Leaving the Idolatry of Money (Day 4)


Now concerning food offered to idols: we know that ‘all of us possess knowledge’. This ‘knowledge’ puffs up, but love builds up. If anyone imagines that he knows something, he does not yet know as he ought to know. But if anyone loves God, he is known by God.

1 Corinthians 8:1-3

In the Roman Empire, to eat food sacrificed to an idol was, for many, infused with spiritual meaning. The danger was not in that the idol, or ‘god’, actually existed. The Christians in Corinth realised this and reasoned that the food could not have been changed or influenced in any way as a result of being offered to a non-existent entity. They therefore concluded it was alright to eat it.

The fundamental problem behind this conclusion, and many of the other issues that Paul deals with in the letter, is the way that the Christians had begun to think like Greek philosophers. This was normal in Corinth, because it was famed as a centre of philosophy, and the phrase 'all of us possess knowledge' was probably popular both in the church and in the city's schools. Paul therefore begins his guidance by pointing out the shortcoming in the approach: that knowledge, alone, cannot create understanding. Love is necessary.

Knowledge puffs up, he explains, but love builds up. For Paul, everything is anchored in love. He made the point again, later in the letter, when he wrote about the spiritual gifts and abilities that Christians can have. As he explains in 1 Corinthians 13, speaking in foreign or even angelic languages without love is just noise; having prophetic powers and understanding all mysteries and all knowledge, even when supplemented with all faith, if it is without love leaves the gifted person as nothing; even generosity to the point of martyrdom without love gains nothing.

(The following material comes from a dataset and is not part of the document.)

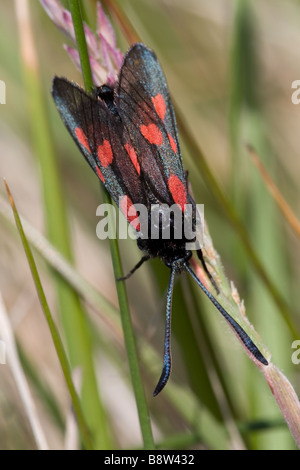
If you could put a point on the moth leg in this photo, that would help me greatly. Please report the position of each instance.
(137, 266)
(210, 277)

Paul made the point more obliquely in his guidance on how the Christians should meet together to remember the Lord Jesus in the Lord’s Supper (what we now also call Communion, Eucharist or Mass). It seems that the Lord’s Supper resembled the feasts at pagan temples, so that those who arrived first ate and drank all they wanted and left nothing for those who arrived later. This reflected the social divide: the richer Christians arriving first but those who had to work longer hours, like servants and slaves, arriving later. As a result, ‘one goes hungry, another gets drunk’!

Paul put it bluntly: he said that such behaviour despised the church and humiliated those who had nothing!